Tuesday, July 10, 2007

Less black, less white?

By Christy Rogers, Research Associate at the Kirwan Institute

When the question of whether or not Barack Obama was “black enough” for the black community cropped up, I was startled to hear an African-American woman interviewed for NPR state that Barack “self-identified as black, married a black woman, and has black children, and that’s black enough for me.” Your race is determined by whom you marry? Sure, I knew the academic term – race is a “social construction.” But it had never struck me in such a stark way before. I wondered to myself, do white women make similar assessments?

I thought back to a conversation I’d had years before, with a colleague in a planning firm. I had admired her, because the construction and development world is largely male, and although she was young she could easily hold her own in a room of “town fathers” trying to patronize her. She was talking about a friend of hers.

“You know, she’s one of those white girls you can just tell will date a black guy,” she said.
“You know – you can tell them. You know what I mean.”
“No, I don’t know what you mean. Tell me what you mean.”
“Forget it.”

I guess you aren’t white if you date across the color line.

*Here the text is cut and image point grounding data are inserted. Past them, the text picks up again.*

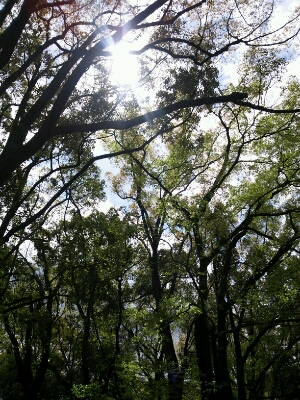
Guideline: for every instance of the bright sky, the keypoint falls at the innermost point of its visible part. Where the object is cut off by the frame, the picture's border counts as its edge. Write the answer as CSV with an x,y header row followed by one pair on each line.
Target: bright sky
x,y
125,72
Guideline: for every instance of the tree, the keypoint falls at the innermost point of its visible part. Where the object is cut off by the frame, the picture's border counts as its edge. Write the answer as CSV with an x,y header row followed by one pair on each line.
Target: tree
x,y
180,280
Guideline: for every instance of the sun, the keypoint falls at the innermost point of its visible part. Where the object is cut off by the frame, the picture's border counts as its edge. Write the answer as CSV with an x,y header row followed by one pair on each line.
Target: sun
x,y
124,70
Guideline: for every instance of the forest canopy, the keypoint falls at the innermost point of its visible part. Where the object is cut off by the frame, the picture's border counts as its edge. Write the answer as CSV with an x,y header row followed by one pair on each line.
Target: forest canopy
x,y
189,289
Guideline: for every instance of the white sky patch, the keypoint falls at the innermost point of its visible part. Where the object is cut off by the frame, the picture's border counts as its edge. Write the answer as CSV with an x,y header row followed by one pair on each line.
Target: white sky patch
x,y
125,66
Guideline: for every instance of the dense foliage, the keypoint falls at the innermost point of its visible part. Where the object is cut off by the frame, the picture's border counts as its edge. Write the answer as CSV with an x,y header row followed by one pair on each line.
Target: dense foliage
x,y
190,289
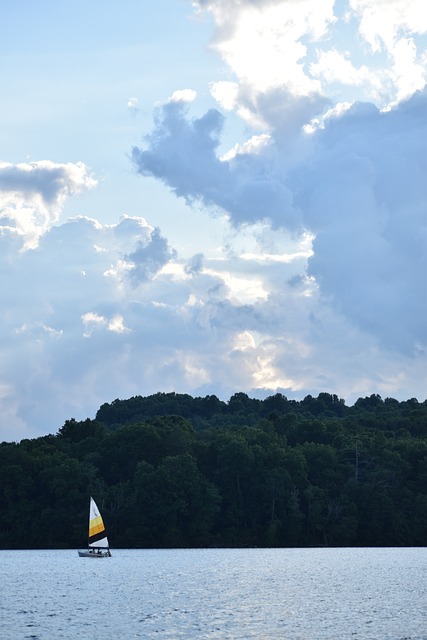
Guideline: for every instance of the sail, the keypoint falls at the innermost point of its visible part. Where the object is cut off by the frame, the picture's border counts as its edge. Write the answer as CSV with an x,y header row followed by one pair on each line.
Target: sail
x,y
97,533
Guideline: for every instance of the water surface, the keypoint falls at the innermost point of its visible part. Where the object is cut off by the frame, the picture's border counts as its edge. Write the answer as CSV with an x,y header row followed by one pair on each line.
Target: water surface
x,y
233,594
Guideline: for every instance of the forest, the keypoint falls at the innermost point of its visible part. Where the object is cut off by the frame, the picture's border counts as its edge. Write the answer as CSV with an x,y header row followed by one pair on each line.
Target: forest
x,y
169,470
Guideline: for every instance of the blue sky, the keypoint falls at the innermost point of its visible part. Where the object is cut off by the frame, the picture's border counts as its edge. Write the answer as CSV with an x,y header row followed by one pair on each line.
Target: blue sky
x,y
210,197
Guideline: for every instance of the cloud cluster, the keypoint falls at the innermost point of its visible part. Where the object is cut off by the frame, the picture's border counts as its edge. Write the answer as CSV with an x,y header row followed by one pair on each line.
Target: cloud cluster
x,y
359,187
32,195
319,281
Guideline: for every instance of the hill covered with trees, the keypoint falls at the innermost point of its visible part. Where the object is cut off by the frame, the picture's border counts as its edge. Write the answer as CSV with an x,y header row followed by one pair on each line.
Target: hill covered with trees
x,y
170,470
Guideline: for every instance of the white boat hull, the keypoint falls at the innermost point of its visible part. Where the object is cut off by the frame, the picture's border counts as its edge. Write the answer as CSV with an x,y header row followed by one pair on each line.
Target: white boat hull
x,y
94,553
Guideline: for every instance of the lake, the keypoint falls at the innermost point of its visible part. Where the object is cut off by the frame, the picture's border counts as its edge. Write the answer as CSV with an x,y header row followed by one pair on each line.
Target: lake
x,y
265,594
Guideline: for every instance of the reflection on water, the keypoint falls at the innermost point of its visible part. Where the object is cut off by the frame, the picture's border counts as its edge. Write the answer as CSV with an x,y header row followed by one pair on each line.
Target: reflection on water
x,y
294,594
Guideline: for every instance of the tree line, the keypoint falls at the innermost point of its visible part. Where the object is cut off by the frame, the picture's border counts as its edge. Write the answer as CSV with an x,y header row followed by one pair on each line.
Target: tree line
x,y
170,470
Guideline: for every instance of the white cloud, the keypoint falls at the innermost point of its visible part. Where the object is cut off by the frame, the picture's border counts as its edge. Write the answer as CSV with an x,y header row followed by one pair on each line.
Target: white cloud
x,y
33,194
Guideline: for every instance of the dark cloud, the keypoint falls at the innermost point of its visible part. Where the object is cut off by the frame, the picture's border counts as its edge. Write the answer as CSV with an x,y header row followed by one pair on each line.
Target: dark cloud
x,y
358,185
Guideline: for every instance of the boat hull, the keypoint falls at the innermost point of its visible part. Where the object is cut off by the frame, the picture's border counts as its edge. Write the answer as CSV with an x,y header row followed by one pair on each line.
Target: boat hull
x,y
94,553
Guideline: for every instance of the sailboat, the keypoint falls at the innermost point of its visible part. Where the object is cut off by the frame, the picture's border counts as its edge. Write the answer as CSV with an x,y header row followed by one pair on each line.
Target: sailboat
x,y
98,546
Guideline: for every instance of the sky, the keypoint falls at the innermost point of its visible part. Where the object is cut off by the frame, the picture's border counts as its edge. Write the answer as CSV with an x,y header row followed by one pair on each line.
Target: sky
x,y
210,197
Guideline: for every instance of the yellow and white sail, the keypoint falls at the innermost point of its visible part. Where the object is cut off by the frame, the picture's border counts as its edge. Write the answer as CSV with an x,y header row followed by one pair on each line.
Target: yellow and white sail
x,y
97,534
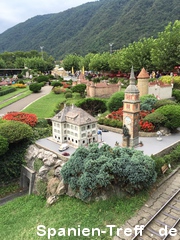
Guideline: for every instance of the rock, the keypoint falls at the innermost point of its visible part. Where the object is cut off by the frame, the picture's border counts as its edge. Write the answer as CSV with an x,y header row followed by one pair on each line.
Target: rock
x,y
48,162
57,173
52,186
51,200
61,189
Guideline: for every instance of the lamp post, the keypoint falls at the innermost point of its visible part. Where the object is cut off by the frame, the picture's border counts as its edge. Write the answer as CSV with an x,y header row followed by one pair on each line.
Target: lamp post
x,y
41,47
111,44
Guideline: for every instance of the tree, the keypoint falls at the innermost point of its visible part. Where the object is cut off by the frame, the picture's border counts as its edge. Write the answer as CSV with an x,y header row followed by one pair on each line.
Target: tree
x,y
172,114
92,105
115,101
99,62
80,88
72,61
165,53
3,145
15,131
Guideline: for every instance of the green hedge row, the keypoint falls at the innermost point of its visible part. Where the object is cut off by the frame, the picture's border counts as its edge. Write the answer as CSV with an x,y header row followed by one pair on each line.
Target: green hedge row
x,y
6,91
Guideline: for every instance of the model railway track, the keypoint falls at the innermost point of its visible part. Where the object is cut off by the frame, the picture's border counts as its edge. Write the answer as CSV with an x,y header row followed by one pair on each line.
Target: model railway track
x,y
167,217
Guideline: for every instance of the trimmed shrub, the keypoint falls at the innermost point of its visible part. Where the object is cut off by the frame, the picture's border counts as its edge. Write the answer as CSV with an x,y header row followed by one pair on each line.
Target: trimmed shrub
x,y
15,131
157,118
176,94
42,78
35,87
164,102
68,95
4,145
11,162
6,91
172,114
90,170
28,118
56,84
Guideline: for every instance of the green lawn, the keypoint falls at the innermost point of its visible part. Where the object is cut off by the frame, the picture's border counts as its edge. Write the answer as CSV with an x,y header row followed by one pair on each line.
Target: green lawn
x,y
20,217
45,106
9,98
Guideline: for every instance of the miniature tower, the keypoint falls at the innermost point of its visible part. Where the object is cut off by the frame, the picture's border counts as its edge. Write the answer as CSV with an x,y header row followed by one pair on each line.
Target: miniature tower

Or if still white, a different “species” -- identifiable like some sort of invasive weed.

Last week when I went to pick up my daughter at daycare, I ran into the mom of my daughter’s best friend. I was really glad to see her, because in the fall, my daughter is starting a new school and leaving all of her current friends. I wanted to propose a weekend play-date. I was relieved and pleased when she seemed committed to maintaining their friendship outside of school. She suggested a joint trip to Lowe’s on the first Saturday of every month, when they have a special kids’ work session. I couldn’t imagine my daughter happier: in a tiny orange apron, clattering around with her best buddy. And most of all, I was relieved because my daughter is white and her son is black, and for the two of them to keep what they have – a delighted friendship – is going to take help, and work. For now, we only have to pick which month we go to Lowe’s. In the years to come, we’re going to have to acknowledge that their friendship, in the eyes of some, will make her son less black, and my daughter less white, and what that means for us, and for them.